Leaders blow through McGrath checkpoint in Iditarod 51 as race starts heating up
MCGRATH, Alaska (KTUU) - Three-hundred and eleven miles into this year’s edition of the Iditarod, the race itself is really stating to pick up, as mushers carefully choose when to rest and when to run.
The front of the pack arriving to the McGrath checkpoint was a bit hectic, as teams chose one by one whether to stay or go, with the top few teams quickly moving through the checkpoint and on to Takotna.
Veteran Ryan Redington was the first to the McGrath checkpoint Tuesday and won the Alaska Air Transit Spirit of Iditarod Award, which comes with handmade beaver mittens created by a resident of McGrath.
Not far behind Redington was fellow veteran Jessie Holmes, who is looking to improve on his third-place finish from a year ago. Holmes seemed to have a similar plan to Redington: fly through the checkpoint, and take a longer rest later.
The Kusko Kid Richie Diehl was next, and – after signing a bunch of autographs and taking pictures with fans – signed his vet book and took off as well.

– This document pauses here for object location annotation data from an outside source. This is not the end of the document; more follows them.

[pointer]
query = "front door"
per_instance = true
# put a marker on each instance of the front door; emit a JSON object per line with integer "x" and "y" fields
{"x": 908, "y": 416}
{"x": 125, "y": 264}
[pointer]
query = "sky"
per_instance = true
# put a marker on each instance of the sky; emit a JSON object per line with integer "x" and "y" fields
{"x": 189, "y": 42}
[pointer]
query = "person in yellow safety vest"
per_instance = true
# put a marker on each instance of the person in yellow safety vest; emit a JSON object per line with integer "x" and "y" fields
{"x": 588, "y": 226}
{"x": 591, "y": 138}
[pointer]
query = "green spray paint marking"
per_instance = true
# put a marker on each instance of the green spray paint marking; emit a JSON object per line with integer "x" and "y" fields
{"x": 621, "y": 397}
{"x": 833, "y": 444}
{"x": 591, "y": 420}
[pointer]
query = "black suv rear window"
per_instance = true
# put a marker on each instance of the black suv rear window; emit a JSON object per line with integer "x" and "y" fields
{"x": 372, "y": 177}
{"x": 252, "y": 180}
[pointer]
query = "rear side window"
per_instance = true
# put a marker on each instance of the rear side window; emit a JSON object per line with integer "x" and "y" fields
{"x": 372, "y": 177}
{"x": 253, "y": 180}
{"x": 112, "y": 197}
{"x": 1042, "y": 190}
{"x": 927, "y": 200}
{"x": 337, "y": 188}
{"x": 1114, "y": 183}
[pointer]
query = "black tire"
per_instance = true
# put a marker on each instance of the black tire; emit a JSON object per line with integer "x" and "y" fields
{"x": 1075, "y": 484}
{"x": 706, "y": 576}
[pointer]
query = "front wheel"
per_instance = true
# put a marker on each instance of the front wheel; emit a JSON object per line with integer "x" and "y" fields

One of two Iditarod champions in the race, Brent Sass, who took his first Iditarod win last year, also blew through McGrath. While it isn’t abnormal to see him run through checkpoints, as that is usually his strategy, he and his dogs were on the chase leaving McGrath, and he seemed to hustle out as quickly as he could.
Longtime Iditarod Race Marshal Mark Nordman also spoke from McGrath about how he feels the race is going so far. He said things may be going too smoothly for comfort, given that the trail is full of twists and turns.
“It’s kind of scary,” he laughed.
Nordman said that he had been a little bit concerned about some of the weather conditions forecasted up the trail, but he said his trail breakers are up there, and he isn’t feeling worried at this point.
As more and more teams make it to McGrath, the true strategies for this year’s Iditarod will start to show, as mushers and their dogs race up the Yukon before hitting the coast and hopefully crossing under the Burled Arch in Nome.